Recycling

Kunststoffe werden aus wertvollen Ressourcen hergestellt und sind damit selbst wichtige Rohstoffe. Sie sollten im Kreis geführt werden, um nach ihrer Nutzung wieder zu neuen Produkten zu werden. Deshalb muss vor allem das Recycling von Kunststoffabfällen weiter vorangetrieben werden. Doch wie kann man Recycling erleichtern und optimieren?

Die Kunststoff-Kreislaufwirtschaft ist mehr als das Recycling genutzter Produkte. Sie beginnt schon bei der Frage des Rohstoffeinsatzes und bei der Gestaltung eines Produktes. Dennoch kann das Recycling von Kunststoffen als Herzstück des Kunststoffkreislaufs gelten. 

Doch der Blick auf die Zahlen stellt nicht zufrieden: In Deutschland werden gegenwärtig rund 60 Prozent der Kunststoff-Endverbaucherabfälle der energetischen Verwertung zugeführt. Ein Teil der Abfälle wird dabei verbrannt, um Energie in Form von Strom, Dampf oder Wärme zu gewinnen. Ein weiterer Teil wird z. B. bei der Herstellung von Zement genutzt. Als Rohstoff für neue Produkte geht der Kunststoff in diesen Fällen aber verloren. Ziel muss es deshalb sein, das Recycling zu stärken. Immerhin positiv: In Deutschland werden Kunststoffabfälle kaum noch deponiert – ein essenzieller Baustein, der die Kreislaufwirtschaft stärkt. Denn deponierte Kunststoffabfälle gehen für jegliche Verwertung, ob Recycling oder energetische Verwertung, verloren.

Was passiert mit Kunststoffabfällen in Deutschland?

Oberstes Ziel ist es, das Recycling von Kunststoffen zu erhöhen. Warum ist das so entscheidend?

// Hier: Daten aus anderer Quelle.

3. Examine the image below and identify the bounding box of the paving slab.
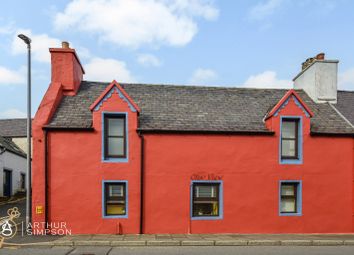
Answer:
[343,240,354,245]
[312,240,344,246]
[248,240,280,246]
[215,240,248,246]
[181,240,214,246]
[111,240,146,246]
[281,239,312,246]
[68,246,112,255]
[74,240,111,246]
[146,240,181,246]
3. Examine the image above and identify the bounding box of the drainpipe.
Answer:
[139,132,145,234]
[44,130,49,226]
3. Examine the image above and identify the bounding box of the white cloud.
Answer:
[242,71,293,88]
[84,57,135,82]
[137,54,162,67]
[338,68,354,90]
[189,68,218,85]
[11,29,61,63]
[248,0,284,20]
[54,0,219,48]
[0,66,26,85]
[0,23,14,35]
[0,108,27,119]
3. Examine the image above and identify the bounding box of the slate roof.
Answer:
[48,81,354,134]
[336,91,354,125]
[0,136,26,157]
[0,118,27,137]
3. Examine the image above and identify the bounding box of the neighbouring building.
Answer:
[0,118,31,153]
[32,43,354,234]
[0,136,27,197]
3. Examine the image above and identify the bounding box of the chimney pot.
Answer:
[61,41,70,49]
[316,52,325,60]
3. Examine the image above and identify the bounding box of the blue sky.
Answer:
[0,0,354,118]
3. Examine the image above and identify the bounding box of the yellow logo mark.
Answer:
[0,207,21,248]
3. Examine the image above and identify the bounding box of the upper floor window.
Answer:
[281,118,299,159]
[104,114,127,159]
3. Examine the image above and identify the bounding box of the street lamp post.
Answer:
[18,34,32,228]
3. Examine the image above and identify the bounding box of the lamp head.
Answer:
[18,34,31,45]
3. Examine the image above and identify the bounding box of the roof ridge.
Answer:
[82,80,292,90]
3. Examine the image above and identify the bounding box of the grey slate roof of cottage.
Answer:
[336,91,354,125]
[0,118,27,137]
[0,136,26,157]
[48,81,354,134]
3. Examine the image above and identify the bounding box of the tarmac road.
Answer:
[0,246,354,255]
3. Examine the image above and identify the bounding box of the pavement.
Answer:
[5,233,354,247]
[0,199,354,248]
[0,246,354,255]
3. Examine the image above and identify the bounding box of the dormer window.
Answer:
[281,119,299,159]
[279,116,302,164]
[103,114,127,159]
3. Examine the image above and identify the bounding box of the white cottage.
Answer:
[0,136,26,197]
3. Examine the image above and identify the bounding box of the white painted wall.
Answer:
[294,60,339,104]
[11,137,33,153]
[0,151,26,196]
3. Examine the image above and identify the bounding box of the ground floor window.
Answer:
[20,173,26,190]
[279,181,302,215]
[103,181,127,217]
[192,181,222,219]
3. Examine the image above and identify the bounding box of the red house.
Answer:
[32,42,354,234]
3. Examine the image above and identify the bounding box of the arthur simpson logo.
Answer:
[0,207,71,248]
[0,207,21,248]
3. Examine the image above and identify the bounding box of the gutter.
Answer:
[138,128,275,136]
[42,126,95,132]
[310,131,354,137]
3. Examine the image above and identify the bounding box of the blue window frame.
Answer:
[102,180,129,218]
[102,112,129,162]
[190,180,223,220]
[279,180,302,216]
[279,116,303,164]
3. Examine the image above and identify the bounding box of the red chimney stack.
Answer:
[49,42,85,95]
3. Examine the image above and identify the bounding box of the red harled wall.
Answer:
[32,45,354,234]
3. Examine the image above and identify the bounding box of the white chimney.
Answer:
[293,53,339,104]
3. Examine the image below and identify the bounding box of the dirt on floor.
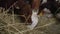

Recycling schont fossile Ressourcen

Auch wenn man es den Abfällen nicht ansehen mag: Kunststoffabfälle sind Rohstoffe – und damit zu schade zum Wegwerfen! Fließen sie durch besseres Recycling konsequenter in die Produktion neuer Kunststoffe ein, kann im Gegenzug der Einsatz vor allem von Erdöl reduziert werden. Denn noch werden Kunststoffe zum größten Teil aus fossilen Rohstoffen hergestellt. 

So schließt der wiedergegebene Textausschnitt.